📊

Chapter 9 — Observability and Metrics in Rust

Coauthor: Bran Koenig

Prologue — When Systems Lie

The call came at 2:17 AM. Not because an alert fired — but because someone checked manually. The dashboard showed zero errors. Prometheus was scraping clean. Logs were quiet. Traces were sparse. And yet, the analytics pipeline hadn’t updated in hours. Someone restarted the job. Nothing changed. Someone redeployed the service. Still nothing. The ingestion nodes were running. The logs were flowing. But the numbers were off. And then you realized: You weren’t debugging code. You were debugging observability.

9.1 Metrics in Rust with Prometheus

Why Metrics Exist

Metrics are not decoration. They’re not for dashboards. They’re for reconstruction — the ability to rebuild what happened when you weren’t watching. In Rust, metrics don’t come by default. You have to build the observability you want to see. And when you do, you must do it intentionally.

Instrumenting Rust with `prometheus`

First, define your metrics using crates like `prometheus` and `lazy_static`:

use prometheus::{register_counter, register_histogram};
use lazy_static::lazy_static;

lazy_static! {
    static ref RECORDS_PROCESSED: prometheus::Counter =
        register_counter!("records_processed_total", "Total records processed").unwrap();

    static ref RECORD_LATENCY: prometheus::Histogram =
        register_histogram!("record_latency_seconds", "Latency of record processing").unwrap();
}

Exposing `/metrics`

Then, expose an HTTP endpoint (e.g., using `warp`) for Prometheus to scrape:

use warp::Filter;
use prometheus::{Encoder, TextEncoder};

async fn metrics_handler() -> impl warp::Reply {
    let encoder = TextEncoder::new();
    let metric_families = prometheus::gather();
    let mut buffer = Vec::new();
    encoder.encode(&metric_families, &mut buffer).unwrap();
    String::from_utf8(buffer).unwrap()
}

#[tokio::main]
async fn main() {
    let route = warp::path("metrics").map(metrics_handler);
    warp::serve(route).run(([0, 0, 0, 0], 9090)).await;
}

Labeling and Cardinality

Every unique combination of labels becomes a new time series.

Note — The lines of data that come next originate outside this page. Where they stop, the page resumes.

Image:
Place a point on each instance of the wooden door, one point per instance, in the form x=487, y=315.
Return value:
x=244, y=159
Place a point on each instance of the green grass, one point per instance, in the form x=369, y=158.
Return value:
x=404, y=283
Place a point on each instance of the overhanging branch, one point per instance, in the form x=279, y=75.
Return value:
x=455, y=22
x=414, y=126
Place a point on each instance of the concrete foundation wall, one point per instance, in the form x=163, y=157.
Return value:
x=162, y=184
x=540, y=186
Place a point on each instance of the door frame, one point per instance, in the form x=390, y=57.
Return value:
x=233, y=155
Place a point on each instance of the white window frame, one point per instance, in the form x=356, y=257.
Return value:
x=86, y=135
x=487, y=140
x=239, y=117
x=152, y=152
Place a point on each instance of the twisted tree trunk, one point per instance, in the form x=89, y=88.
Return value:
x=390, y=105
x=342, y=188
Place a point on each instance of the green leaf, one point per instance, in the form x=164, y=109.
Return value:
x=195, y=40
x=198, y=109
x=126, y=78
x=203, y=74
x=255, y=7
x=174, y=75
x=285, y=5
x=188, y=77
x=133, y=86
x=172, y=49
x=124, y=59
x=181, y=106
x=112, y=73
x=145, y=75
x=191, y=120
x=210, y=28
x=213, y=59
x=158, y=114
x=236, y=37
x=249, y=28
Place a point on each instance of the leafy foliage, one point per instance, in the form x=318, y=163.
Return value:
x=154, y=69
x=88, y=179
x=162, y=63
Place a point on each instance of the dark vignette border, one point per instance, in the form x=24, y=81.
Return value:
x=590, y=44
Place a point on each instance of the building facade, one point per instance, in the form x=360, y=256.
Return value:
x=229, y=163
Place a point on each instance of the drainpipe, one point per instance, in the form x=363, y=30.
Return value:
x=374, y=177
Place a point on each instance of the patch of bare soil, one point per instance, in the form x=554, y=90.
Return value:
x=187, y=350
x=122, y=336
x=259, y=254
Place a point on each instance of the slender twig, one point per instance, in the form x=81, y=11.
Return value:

This is powerful but dangerous. Labeling by `user_id` or `request_id` can lead to a "cardinality explosion" that kills your monitoring system. Avoid unbounded values in labels and keep cardinality low.

9.2 Contextual Tracing with `tracing`

`println!` is not observability. It is a lie. It lies by omission. It knows nothing of context.

Real observability needs spans and events. The `tracing` crate provides this structure. Using the `#[instrument]` macro creates a span with associated metadata.

use tracing::{info, instrument};

#[instrument]
fn handle_request(user_id: u64) {
    info!("Handling user request");
}

For structured logging, configure a subscriber to output JSON. Now every log includes timestamp, level, message, span, and trace_id, making them queryable.

9.3 Distributed Tracing with OpenTelemetry

Without Context Propagation, Your Trace Is a Lie.

When a request crosses service boundaries, you must propagate the tracing context (e.g., `traceparent` header). In Rust, this is often a manual process of extracting headers from the incoming request and setting the parent context on the current span. Forgetting this results in broken, disconnected traces where each service appears as a new root span.

9.4 Structured Logging and Ingestion

Text Logs Are for Terminals, Not Systems.

Structured logs (e.g., JSON) are essential for modern systems. Tools like Fluentbit, Promtail, and Vector expect structure. Without it, logs are just entropy.

{
    "timestamp": "2025-06-26T05:14:00Z",
    "level": "INFO",
    "message": "start_ingestion",
    "span": "ingest::job_42",
    "trace_id": "abcd-1234"
}

9.5 Vector: Your Rust-Native Router

Vector is a high-throughput, low-overhead observability router written in Rust. It can scrape metrics, collect logs, and receive traces, then route them to different backends like Prometheus, Loki, and Jaeger. This lets services emit raw data and centralizes the routing logic.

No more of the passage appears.